Eric’s first book, The Lean Startup, found many fans in different areas of the business. I listened to this book more than once after overcoming the idea that insights expressed in the “startup” volume could not possibly be applicable to large international enterprises where I worked. Actually, the insights were universal, and bureaucratic organizations could probably benefit from them more than nimble startups.
Another book, The Startup Way, addressed exactly this question: how to apply the principles of the first book to the enterprise. I listened to this book also a couple of times.

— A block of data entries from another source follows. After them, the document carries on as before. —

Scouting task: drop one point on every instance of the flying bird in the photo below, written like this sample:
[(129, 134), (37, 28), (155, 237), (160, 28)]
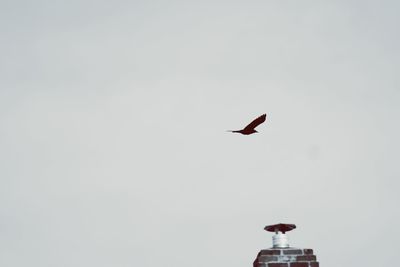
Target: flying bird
[(250, 129)]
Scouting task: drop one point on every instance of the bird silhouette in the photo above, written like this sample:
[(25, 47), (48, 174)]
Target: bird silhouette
[(250, 129)]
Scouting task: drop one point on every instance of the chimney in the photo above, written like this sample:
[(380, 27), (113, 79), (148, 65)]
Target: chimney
[(281, 254)]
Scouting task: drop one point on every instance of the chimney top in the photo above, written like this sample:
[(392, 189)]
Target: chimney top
[(280, 239), (280, 227)]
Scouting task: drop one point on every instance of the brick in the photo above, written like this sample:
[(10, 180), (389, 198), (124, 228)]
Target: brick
[(308, 251), (267, 258), (292, 252), (270, 252), (286, 258), (306, 258), (278, 265), (299, 264)]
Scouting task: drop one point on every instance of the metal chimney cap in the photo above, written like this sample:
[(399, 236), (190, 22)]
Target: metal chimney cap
[(280, 227)]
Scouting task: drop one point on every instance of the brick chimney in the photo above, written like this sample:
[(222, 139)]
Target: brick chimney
[(281, 254)]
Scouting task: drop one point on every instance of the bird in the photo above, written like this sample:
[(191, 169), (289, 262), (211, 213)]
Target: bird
[(250, 129)]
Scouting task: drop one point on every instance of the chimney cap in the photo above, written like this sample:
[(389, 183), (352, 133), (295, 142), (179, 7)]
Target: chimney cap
[(280, 227)]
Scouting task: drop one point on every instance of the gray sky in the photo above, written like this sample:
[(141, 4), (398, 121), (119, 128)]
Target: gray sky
[(113, 150)]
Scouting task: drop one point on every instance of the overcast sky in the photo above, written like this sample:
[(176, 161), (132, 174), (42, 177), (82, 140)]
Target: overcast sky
[(113, 142)]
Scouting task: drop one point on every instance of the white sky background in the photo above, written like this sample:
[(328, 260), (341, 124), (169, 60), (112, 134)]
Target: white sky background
[(113, 150)]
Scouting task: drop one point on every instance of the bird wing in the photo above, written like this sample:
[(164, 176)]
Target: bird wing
[(256, 122)]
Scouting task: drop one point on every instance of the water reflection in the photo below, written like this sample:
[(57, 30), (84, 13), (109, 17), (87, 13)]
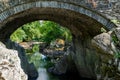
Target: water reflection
[(43, 75)]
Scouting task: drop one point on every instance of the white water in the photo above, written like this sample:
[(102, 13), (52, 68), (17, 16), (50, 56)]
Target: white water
[(43, 75)]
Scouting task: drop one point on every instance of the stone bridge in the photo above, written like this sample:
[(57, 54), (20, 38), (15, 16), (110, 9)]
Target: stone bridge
[(82, 17)]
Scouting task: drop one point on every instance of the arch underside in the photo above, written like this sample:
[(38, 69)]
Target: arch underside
[(78, 19), (82, 22)]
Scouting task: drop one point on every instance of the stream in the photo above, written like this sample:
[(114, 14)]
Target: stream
[(42, 63)]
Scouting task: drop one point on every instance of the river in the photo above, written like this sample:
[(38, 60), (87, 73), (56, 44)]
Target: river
[(42, 63)]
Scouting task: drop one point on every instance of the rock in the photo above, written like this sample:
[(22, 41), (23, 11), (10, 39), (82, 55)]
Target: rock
[(117, 32), (102, 43), (26, 66), (10, 68)]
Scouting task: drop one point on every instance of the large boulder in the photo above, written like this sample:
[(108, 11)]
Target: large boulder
[(10, 68)]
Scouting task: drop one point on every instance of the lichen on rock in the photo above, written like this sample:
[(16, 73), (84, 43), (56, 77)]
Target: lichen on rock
[(10, 68)]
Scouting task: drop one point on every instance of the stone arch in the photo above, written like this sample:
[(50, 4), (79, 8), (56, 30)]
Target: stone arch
[(83, 23), (64, 10)]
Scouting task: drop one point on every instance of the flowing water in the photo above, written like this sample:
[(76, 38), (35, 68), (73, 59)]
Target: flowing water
[(42, 64)]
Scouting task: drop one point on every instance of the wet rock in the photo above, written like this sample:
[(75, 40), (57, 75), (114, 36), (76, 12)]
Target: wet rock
[(10, 68), (102, 43)]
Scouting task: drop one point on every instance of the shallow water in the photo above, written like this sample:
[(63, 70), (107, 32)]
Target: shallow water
[(44, 75)]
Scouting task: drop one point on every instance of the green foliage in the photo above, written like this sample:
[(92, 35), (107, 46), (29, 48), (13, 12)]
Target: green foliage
[(18, 35), (45, 31), (116, 21), (103, 30), (35, 48)]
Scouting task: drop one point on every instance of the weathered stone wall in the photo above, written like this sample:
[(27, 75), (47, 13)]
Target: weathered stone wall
[(10, 65), (107, 46), (28, 68), (84, 21)]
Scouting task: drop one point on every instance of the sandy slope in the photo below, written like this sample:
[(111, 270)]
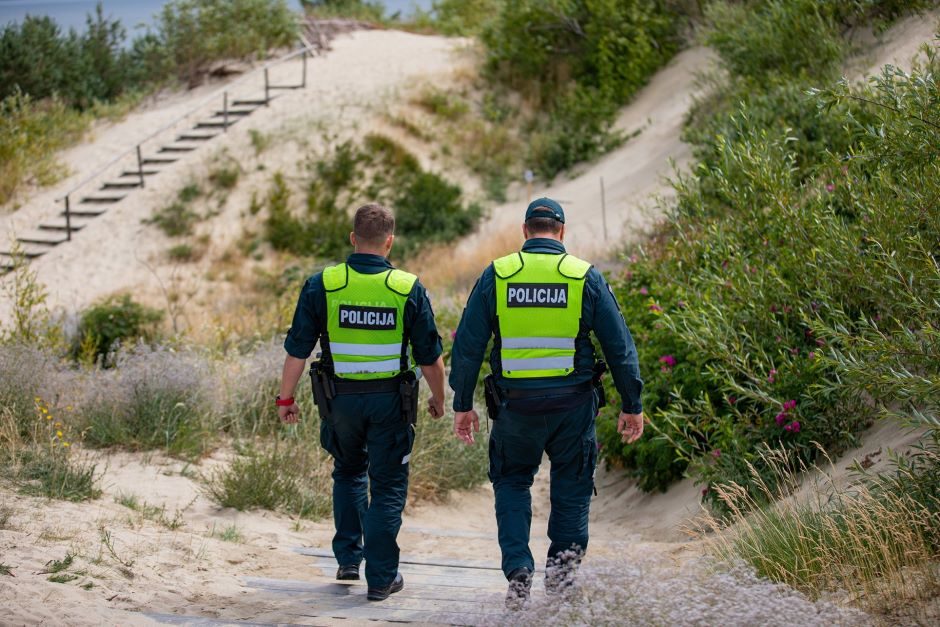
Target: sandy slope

During his recent presentation at Flexport, Eric Ries explained the “evolution” of the adoption of business principles he advocated in The Lean Startup. As his first book gained popularity, he was invited to massive, and sometimes centuries old, enterprises, where he could meet with management and employees. He could observe the challenges these companies faced, which became the basis of his next book, The Startup Way.
Now he was observing the startups he knew, who adopted modern business principle long time ago, growing into slow bureaucratic organizations. Amazingly, this change could creep into companies still lead by the founders, who were puzzled to discover this transformation in their own organizations.
Eric also noticed that one important idea in his first book received very little attention. As “going public” step not only raised needed capital for new organizations but also encouraged short term thinking, the author advocated Long Term Stock Exchange as a possible solution. Few people noticed. Eric started organizing the new type of the stock exchange himself and recently the organization reached an important milestone:
On May 10, 2019, the Securities and Exchange Commission approved the Long-Term Stock Exchange’s application for registration as a national securities exchange, making the exchange one of only a handful of U.S. exchanges qualified to conduct listings and authorizing the company to operate a platform for buying and selling shares. (LTSE.com)
This is definitely an interesting development to watch. I am also hoping for another book (or two)!